Título: Na escola não há mais alunos
Autor:
Fonte: O Estado de São Paulo, 03/01/2005, Internacional, p. A9

Bob Uppington, um professor aposentado da Inglaterra, veio a esta pequena vila de pescadores cingalesa devastada pelo tsunami para reencontrar 40 crianças. Mas ao visitar ontem um jardim de infância local e um campo de refugiados, ele não encontrou rostos que batessem com os retratos das crianças de 3 e 4 anos que visitara menos de duas semanas antes do pior desastre natural do Sri Lanka. "Meu estômago revirou", disse Uppington, diretor de uma instituição de caridade baseada na Grã-Bretanha que financia a escola D. J. Doodle.

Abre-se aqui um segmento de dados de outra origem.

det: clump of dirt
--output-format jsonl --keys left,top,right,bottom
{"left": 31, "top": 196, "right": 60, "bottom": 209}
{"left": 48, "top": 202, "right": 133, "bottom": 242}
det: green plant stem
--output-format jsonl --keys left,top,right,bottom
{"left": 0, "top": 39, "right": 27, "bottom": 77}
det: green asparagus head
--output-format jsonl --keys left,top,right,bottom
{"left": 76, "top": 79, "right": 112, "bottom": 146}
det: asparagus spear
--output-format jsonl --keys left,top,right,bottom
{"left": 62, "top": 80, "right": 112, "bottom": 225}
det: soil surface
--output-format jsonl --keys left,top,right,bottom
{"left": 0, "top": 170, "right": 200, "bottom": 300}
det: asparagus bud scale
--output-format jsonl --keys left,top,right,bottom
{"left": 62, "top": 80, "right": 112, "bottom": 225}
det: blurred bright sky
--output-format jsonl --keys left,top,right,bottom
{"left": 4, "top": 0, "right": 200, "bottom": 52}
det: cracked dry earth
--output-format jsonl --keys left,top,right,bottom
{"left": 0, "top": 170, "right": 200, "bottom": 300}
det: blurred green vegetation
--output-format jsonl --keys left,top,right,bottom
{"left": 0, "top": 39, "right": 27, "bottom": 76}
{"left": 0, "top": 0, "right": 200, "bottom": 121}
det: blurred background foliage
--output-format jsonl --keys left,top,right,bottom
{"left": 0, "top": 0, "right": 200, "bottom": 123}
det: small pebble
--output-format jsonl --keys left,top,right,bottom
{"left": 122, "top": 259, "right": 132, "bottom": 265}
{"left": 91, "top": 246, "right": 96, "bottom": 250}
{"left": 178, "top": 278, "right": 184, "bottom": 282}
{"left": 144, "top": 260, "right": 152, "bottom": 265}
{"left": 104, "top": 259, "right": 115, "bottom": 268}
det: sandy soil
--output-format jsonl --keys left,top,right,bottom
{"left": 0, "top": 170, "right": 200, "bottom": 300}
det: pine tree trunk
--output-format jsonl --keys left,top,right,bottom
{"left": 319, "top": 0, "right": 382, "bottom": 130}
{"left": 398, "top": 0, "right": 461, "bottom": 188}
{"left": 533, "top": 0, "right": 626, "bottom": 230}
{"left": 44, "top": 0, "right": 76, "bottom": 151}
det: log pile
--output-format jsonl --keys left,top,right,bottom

Ele faz viagens periódicas ao Sri Lanka para pagar os funcionários. "Simplesmente não sabemos quantos morreram."

As crianças estavam em férias quando o tsunami atingiu o país, mas muitas moravam perto da escola, que ficou semidestruída.

Moradores da vila com rostos sombrios cumprimentavam Uppington enquanto ele examinava os danos no jardim de infância de Karaitivu, no distrito oriental de Ampara, o mais atingido pelo tsunami.

Embora as ondas tenham reduzido as casas a montes de escombros na praia, a poucos metros dali as paredes da escola ficaram praticamente intactas, ainda com fotografias das crianças.

"Muitas crianças morreram, sir", disse Thangeswary Yoham, de 42 anos, a Uppington.

"Cerca de 200 crianças pequenas morreram deste lado", acrescentou ela, apontando para o mar.

A D. J. Doodle, rodeada de palmeiras, é uma das escolas no Sri Lanka e no Nepal que a instituição de Uppington, SHIVA Charity, ajuda a patrocinar. Sua manutenção custa US$ 115 por mês.

Uppington visitou a escola em meados de dezembro para pagar o professor e ver as crianças.

"Acho que vamos derrubá-la e reconstruí-la", disse Uppington, de 60 anos, de Bristol.

"No momento, ela é uma espécie de memorial das crianças mortas." Depois de vasculhar a praia cheia de escombros, ele contou ter encontrado outra escola destruída - e disse que planeja reconstruí-la num terreno vizinho.

Moradores disseram que milhares de pessoas morreram na vila e arredores. Muitas mulheres e crianças que não puderam fugir rápido o bastante foram arrastadas pela água ou esmagadas sob escombros.

Perto da praia, alguns homens estavam reunidos em torno de uma pilha de escombros, cobrindo a boca com um pano. Com tanta devastação, é impossível remover todos os corpos. Os remanescentes estão sendo queimados no local.